Monday, October 27, 2014

The Outlook For Quick Service Restaurants is Poor



The outlook for quick service dining establishments ain’t good.

Nation’s Restaurant News, the bible of the segment, reports traffic has declined by 1.9% in fiscal 2014, the sixth consecutive year of decline.

Bank of America, Merrill Lynch and Wells Fargo, three of the most active sources of financing, report that in recent months 20 of the strongest chains have borrowed more than $2 billion from the three banks, mainly in senior secured credit facilities. That means, to qualify for the bank loans, the chains hocked what they own outright.

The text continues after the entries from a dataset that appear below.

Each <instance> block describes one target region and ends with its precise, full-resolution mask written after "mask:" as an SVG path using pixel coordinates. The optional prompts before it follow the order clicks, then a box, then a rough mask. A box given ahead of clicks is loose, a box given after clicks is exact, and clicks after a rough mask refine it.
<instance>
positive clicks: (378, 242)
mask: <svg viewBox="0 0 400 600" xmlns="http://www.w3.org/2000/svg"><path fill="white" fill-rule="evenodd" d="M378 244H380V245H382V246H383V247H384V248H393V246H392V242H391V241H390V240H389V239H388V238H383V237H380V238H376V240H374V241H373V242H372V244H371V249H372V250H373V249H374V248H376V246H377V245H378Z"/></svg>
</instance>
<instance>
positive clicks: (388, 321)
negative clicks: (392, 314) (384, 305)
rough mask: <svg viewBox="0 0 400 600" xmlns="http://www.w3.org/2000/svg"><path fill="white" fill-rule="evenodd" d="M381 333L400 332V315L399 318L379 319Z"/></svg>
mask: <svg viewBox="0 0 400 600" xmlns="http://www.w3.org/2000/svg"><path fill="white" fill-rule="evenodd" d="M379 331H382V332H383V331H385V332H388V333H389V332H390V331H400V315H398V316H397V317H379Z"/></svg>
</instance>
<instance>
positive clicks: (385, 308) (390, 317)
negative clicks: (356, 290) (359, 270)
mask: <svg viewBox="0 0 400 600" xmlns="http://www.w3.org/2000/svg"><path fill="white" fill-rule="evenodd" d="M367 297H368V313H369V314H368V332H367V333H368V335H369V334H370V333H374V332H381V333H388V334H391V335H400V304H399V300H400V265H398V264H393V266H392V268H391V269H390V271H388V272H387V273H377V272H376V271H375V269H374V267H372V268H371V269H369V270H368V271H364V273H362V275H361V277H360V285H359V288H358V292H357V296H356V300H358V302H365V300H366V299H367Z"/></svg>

A look at some current and prospective operating conditions explains this. Most importantly, expenses are rising inexorably. A $2.00 per hour increase in the minimum wage would probably put some chains out of business. Let’s take a restaurant doing $1 million per year in business. This restaurant typically will have a non-management payroll of about $240,000. The higher payroll would cost this restaurant about $60,000. Assuming such a restaurant is making a 12% profit, with the non-management payroll rising to $300,000. A good restaurant would be able to absorb the increase. Do the math. A weak chain would have to go out of business.

It’s worth noting, at this point, that forecasting is at best an inexact science. The annual growth rate for the industry in 2013 was 2.1%. In years past, the forecasts have been 1.7% too high, or too low.

The restaurants at the low end of the spectrum, with average checks under $10.00 each, will be hardest hit. Higher end chains, such as Cracker Barrel, can survive a 1.9% decrease in traffic. They first need to have, as Cracker Barrel does, a 1.2% increase in same store sales. This combination reflects a 3.1% increase in the average check.  The low end chains, barring the Cracker Barrel experience, will have to raise prices.

The outlook, at least for the foreseeable future, is rather grim. The full year 2014 will see housing starts hit 1 million. That’s up for an average of 750,000 starts since the recession. However, another way of looking at these numbers is that this year there were about 3 houses built for every 1,000 Americans. This compares with 7.5 houses built per 1,000 Americans in the l960’s and 6.5 houses per 1,000 Americans built in the early years of this century.  

Unless quick service restaurants are able to reverse or otherwise offset this decline in customer traffic, they are going to be vulnerable, and the weaker players are going to have a difficult time surviving.